Problem 5: Data analysis (5 pts)

  1. Collect running times - Collect the timing data from running your programs on the engineering flip server. You will need at least ten values of t (time) greater than 0. If there is variability in the times between runs of the same algorithm you may want to take the average time of several runs for each value of n. Create a table of running times for each algorithm. Is this best case, worst case or average case running time? Did you take the average of multiple runs?

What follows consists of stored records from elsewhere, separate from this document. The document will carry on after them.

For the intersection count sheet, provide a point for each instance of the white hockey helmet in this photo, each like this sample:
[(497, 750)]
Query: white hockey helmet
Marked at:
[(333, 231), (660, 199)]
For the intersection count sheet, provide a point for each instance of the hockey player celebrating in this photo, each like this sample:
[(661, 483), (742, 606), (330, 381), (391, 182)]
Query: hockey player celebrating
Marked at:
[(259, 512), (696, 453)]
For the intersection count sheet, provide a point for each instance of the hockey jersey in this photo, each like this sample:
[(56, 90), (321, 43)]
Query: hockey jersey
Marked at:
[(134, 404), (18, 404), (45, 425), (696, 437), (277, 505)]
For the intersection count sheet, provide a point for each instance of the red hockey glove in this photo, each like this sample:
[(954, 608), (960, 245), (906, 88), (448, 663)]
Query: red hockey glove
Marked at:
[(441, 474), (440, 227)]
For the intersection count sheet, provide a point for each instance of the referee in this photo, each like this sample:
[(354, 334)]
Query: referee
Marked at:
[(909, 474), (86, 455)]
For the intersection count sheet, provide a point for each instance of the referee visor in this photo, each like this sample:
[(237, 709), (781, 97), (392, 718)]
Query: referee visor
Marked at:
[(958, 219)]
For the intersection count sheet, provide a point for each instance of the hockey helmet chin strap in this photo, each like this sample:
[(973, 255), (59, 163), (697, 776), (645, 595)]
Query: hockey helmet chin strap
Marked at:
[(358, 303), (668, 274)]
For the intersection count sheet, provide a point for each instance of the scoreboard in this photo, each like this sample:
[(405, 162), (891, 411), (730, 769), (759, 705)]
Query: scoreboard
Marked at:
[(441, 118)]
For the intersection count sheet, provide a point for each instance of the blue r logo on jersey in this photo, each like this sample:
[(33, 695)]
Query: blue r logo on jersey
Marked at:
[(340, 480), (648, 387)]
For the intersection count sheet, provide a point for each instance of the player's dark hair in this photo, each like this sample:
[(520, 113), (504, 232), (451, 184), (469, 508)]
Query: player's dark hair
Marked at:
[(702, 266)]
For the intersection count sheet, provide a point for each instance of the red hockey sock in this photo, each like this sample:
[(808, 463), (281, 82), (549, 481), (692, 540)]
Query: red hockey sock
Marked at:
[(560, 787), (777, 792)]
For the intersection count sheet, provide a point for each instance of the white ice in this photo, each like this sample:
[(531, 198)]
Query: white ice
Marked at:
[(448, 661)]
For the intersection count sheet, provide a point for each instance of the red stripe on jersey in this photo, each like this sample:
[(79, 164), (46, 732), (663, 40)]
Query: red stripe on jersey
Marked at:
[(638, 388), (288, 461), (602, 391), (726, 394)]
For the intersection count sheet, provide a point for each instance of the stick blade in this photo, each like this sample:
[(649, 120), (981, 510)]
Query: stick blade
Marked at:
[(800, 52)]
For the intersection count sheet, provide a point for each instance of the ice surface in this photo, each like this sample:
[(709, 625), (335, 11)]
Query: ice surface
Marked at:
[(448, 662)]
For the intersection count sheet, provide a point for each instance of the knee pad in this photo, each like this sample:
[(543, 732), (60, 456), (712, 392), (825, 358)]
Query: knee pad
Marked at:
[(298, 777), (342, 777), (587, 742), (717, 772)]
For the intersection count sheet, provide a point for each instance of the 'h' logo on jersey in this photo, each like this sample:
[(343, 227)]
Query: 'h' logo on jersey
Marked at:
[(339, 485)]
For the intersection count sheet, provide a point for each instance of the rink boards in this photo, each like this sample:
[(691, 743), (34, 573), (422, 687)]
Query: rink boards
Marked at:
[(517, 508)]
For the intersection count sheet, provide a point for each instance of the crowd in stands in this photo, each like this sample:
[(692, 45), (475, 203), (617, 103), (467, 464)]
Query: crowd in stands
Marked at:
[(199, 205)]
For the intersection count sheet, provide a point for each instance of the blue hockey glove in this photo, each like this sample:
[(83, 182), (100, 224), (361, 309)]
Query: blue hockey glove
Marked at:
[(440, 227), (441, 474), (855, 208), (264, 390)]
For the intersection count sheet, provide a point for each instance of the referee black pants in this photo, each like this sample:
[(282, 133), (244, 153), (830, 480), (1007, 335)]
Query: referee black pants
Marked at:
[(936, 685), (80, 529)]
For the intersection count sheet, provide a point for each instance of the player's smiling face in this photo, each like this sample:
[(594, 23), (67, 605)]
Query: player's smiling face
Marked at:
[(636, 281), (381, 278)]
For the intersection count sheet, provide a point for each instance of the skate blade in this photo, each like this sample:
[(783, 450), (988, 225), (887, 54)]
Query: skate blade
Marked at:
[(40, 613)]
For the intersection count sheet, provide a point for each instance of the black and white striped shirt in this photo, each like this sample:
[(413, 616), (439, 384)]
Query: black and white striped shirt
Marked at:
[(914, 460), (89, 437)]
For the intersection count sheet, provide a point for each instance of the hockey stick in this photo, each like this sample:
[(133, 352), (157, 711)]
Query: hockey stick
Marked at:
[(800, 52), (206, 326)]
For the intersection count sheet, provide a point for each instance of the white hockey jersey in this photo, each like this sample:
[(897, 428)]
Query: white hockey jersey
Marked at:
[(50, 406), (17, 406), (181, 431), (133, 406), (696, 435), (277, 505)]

  2. Plot data and fit a curve - For each algorithm plot the running time data you collected in part a) on an individual graph with n on the x-axis and time on the y-axis. You may use Desmos, Matlab, R or any other software. What type of curve best fits each data set? Give the equation of the curve that best “fits” the data and draw that curve on the graphs. How does your experimental running times compare to the theoretical running times?

Note: All code should be fully commented and include your name, date and class. If you use any resources when writing the code, cite them in the comments.